La Défense souligne - tout comme l’avait déjà indiqué vendredi la ministre des Affaires étrangères, Sophie Wilmès - que «les circonstances dans lesquelles se déroulent les évacuations sont très difficiles en raison de l’atmosphère tendue qui règne à Kaboul et de l’agitation croissante au sein de la population.

Pourtant, l’équipe belge sur place parvient à suivre au mieux son planning. La quasi-totalité de la flotte de transport opérationnelle - c’est à dire trois C-130 sur les cinq encore en service, avec un retrait programmé en fin d’année - a été déployée, avec l’envoi vendredi à Islamabad de l’appareil immatriculé CH-01. Ces avions continuent à effectuer de trois à quatre rotations par jour. Ces vols ont permis d’»exfiltrer» quelque 400 personnes de Kaboul, selon la Défense.

Par ailleurs, un premier vol effectué par les Pays-Bas avait permis l’arrivée samedi à l’aéroport d’Amsterdam-Schiphol de 34 Belges évacués la veille de Kaboul. Ces personnes avaient ensuite elles aussi été transférées à la caserne de Peutie.

Des places d’accueil d’urgence préparées pour certains rapatriés

À la demande de l’État belge, la Croix-Rouge de Belgique et son homologue en Flandre, Rode Kruis, préparent 220 places d’accueil pour les personnes rapatriées d’Afghanistan qui pourraient demander une protection internationale de la Belgique, indique l’organisation lundi.

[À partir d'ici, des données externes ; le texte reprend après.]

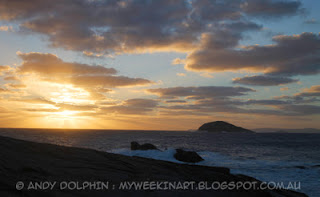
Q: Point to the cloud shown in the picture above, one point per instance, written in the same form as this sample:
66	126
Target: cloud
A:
309	92
16	86
200	92
6	28
95	78
270	8
49	64
2	90
11	78
264	80
302	109
35	101
311	21
181	74
103	27
284	89
289	55
133	107
4	69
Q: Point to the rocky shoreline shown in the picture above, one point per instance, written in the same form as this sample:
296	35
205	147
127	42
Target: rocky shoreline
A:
30	162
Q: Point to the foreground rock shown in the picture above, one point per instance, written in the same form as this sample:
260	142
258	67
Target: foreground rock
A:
221	126
147	146
187	156
31	162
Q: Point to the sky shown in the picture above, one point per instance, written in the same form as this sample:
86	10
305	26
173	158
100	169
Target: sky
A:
159	65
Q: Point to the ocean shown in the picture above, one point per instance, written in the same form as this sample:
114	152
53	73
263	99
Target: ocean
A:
273	157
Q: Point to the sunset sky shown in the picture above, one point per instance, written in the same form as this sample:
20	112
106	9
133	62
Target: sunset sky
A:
160	65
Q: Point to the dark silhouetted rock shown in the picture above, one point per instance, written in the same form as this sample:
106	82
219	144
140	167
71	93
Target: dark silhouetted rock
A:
187	156
37	162
137	146
221	126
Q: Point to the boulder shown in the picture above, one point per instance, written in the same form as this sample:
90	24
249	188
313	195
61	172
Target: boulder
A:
187	156
147	146
221	126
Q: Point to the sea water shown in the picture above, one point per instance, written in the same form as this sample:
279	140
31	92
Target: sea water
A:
275	157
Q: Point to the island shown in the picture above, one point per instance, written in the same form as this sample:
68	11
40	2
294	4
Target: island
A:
221	126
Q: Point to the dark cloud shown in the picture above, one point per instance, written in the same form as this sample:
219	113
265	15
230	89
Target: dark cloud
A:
310	92
290	55
200	92
311	21
270	8
264	80
134	26
176	101
301	109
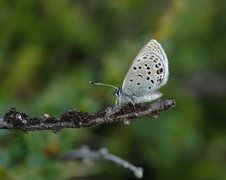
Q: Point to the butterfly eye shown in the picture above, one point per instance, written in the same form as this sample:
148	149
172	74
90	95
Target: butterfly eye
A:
159	71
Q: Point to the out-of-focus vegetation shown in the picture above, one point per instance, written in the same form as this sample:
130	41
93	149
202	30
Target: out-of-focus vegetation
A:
50	50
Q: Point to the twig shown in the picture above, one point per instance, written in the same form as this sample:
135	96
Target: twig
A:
76	119
84	153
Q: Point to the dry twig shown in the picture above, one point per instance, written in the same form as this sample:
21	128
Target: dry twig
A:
84	153
76	119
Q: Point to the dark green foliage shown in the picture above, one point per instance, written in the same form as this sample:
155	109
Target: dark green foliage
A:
50	50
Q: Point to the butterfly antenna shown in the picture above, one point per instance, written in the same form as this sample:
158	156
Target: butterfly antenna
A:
103	84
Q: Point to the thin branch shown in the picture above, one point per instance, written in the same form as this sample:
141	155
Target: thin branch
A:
84	153
76	119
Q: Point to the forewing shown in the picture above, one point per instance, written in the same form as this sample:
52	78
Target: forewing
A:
148	72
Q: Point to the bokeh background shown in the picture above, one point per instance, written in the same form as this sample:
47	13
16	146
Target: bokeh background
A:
50	50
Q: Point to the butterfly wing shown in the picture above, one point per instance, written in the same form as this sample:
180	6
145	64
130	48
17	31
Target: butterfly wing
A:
148	72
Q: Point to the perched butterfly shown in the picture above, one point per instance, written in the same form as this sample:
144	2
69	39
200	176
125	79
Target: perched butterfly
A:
148	72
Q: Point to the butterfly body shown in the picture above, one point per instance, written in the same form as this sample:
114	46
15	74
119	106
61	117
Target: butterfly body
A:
148	72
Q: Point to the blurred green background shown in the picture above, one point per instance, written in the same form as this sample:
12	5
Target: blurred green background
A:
50	50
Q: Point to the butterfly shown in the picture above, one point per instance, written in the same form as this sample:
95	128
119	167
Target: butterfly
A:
148	72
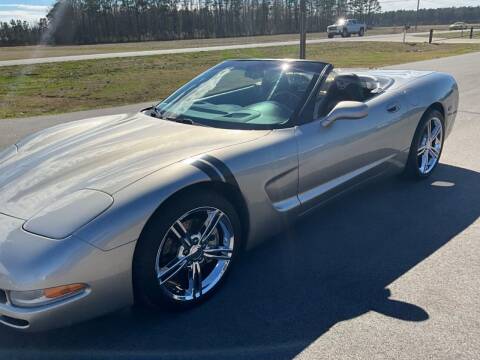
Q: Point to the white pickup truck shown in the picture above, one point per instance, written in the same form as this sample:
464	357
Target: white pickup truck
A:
347	27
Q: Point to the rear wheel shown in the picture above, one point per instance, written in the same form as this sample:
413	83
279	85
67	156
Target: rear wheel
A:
427	145
186	251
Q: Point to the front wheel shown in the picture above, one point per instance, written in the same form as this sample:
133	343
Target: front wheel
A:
427	145
186	251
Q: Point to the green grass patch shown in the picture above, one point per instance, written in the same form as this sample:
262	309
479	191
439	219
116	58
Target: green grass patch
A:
80	85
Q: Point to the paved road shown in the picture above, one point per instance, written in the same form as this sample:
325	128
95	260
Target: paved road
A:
384	38
390	272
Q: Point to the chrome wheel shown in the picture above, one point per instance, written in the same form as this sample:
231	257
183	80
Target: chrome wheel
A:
430	146
194	253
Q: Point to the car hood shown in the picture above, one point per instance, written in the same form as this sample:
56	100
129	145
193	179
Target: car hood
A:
105	153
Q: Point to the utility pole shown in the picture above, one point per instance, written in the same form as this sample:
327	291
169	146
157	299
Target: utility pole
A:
303	29
416	17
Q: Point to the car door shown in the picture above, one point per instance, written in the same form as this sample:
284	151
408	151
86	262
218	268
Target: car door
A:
334	158
355	26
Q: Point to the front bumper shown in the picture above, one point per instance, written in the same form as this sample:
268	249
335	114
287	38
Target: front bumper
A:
31	262
335	31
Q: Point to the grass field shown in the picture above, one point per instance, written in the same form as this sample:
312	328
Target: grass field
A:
70	86
26	52
443	35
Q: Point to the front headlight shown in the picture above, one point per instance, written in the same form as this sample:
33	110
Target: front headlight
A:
8	153
64	217
33	298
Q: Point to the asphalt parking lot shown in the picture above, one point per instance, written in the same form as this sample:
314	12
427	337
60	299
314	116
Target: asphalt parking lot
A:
391	271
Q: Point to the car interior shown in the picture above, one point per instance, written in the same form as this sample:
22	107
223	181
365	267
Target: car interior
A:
340	87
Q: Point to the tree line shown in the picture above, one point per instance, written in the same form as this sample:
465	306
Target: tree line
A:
106	21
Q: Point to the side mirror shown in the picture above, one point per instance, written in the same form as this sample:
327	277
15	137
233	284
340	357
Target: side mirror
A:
346	110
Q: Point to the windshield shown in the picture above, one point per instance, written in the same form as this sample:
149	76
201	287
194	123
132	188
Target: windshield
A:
243	94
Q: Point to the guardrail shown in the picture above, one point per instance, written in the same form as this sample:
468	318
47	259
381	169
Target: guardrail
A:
467	33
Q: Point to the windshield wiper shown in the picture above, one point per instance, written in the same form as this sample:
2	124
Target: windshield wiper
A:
183	120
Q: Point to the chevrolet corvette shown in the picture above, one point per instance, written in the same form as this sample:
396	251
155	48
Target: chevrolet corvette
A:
155	208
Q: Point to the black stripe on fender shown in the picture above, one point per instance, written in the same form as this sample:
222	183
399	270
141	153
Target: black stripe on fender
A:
208	169
222	168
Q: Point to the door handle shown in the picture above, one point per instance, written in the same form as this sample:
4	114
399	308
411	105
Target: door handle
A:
393	108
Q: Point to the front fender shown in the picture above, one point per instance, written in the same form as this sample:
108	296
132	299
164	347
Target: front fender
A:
136	203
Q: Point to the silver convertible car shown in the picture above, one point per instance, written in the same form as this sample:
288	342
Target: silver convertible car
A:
155	208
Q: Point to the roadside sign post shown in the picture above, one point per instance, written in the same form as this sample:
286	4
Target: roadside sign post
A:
303	29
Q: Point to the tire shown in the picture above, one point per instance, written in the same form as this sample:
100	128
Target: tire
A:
159	247
421	161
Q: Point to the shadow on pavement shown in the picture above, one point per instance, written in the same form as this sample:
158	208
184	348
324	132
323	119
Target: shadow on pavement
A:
332	266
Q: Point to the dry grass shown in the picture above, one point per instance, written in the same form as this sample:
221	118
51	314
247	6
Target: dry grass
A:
80	85
26	52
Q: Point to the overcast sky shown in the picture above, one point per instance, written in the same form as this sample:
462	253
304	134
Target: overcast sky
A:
31	10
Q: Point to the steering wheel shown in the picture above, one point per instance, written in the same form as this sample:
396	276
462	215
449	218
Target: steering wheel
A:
287	98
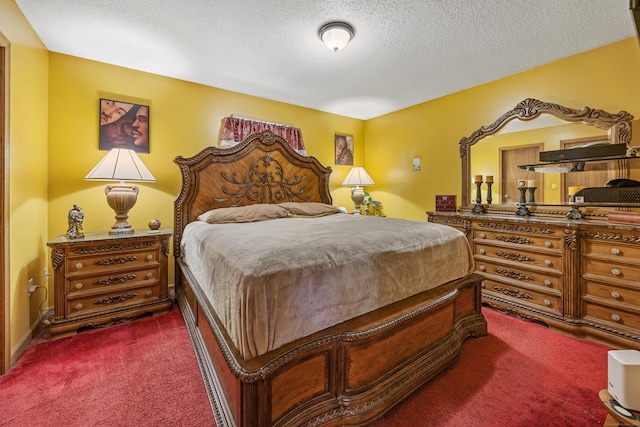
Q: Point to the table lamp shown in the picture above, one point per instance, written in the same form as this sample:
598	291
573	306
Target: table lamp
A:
121	165
357	177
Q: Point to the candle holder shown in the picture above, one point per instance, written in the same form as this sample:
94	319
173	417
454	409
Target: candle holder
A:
523	210
478	208
532	190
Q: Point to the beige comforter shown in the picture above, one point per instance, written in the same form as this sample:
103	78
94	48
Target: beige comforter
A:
272	282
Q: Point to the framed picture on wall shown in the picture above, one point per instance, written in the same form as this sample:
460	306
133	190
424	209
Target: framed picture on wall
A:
124	125
344	149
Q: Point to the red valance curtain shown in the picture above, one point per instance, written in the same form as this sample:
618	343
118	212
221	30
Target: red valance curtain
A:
235	129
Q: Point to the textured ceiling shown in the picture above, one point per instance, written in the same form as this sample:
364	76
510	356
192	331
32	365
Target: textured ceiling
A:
404	51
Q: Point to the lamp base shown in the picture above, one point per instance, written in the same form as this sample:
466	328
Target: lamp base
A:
121	198
357	195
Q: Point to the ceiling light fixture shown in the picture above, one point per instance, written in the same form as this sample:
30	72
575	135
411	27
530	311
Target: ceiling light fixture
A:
336	35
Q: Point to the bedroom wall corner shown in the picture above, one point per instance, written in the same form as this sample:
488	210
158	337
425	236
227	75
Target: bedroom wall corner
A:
27	151
603	78
184	118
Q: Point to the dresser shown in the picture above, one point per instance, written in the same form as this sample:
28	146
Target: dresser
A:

Les premiers vols de rapatriement d’Afghanistan sont arrivés lundi matin à l’aéroport militaire de Melsbroek avec plus de 200 personnes à leur bord. «Après une évaluation des besoins d’hébergement par les autorités compétentes, certaines personnes pourraient demander une protection internationale de la Belgique», indique la Croix-Rouge de Belgique.

L’organisation et son homologue flamande, mandatées par l’État pour assurer l’accueil des demandeurs d’asile, ont préparé 220 places prêtes à être activées en urgence. 160 se trouvent en Wallonie (Tournai, Bierset, Rendeux et Fraipont) et 60 autres sont en Flandre.

Les personnes concernées seront d’abord accueillies au sein des 23 centres d’accueil existants de la Croix-Rouge. Ceux-ci hébergent pour l’instant 5.862 personnes, dont 1.088 de nationalité afghane.

«Les données à ce stade ne permettent pas de dire si la situation de la demande d’asile va fortement augmenter ou pas», commente la Croix-Rouge. «L’accueil sera ajusté face la situation, avec une orientation psychosociale si nécessaire, et bien sûr des activités de rétablissements des liens familiaux avec les familles qui seraient restées au pays ou qui auraient fui ailleurs.»

À ce sujet, la Croix-Rouge rappelle que son service de rétablissement des liens familiaux (RLF) œuvre en étroite collaboration avec les autres Croix-Rouge dans le monde, ainsi qu’avec le Comité international de la Croix-Rouge, actif dans les pays en conflit.

«Dans le cas présent, toutes les personnes qui n’arrivent pas ou plus à rentrer en contact avec leur famille en Afghanistan peuvent s’adresser au Service Rétablissement des Liens Familiaux de la Croix-Rouge de Belgique, durant les permanences téléphoniques du lundi au jeudi de 9h00 à 12h30: 081/77.16.48 ou par mail à l’adresse service.rlf@croix-rouge.be.»

L’an dernier, 190 personnes ont ouvert une demande de recherche d’un proche par ce biais et le RLF a permis de trouver 140 personnes dont on n’avait plus de trace.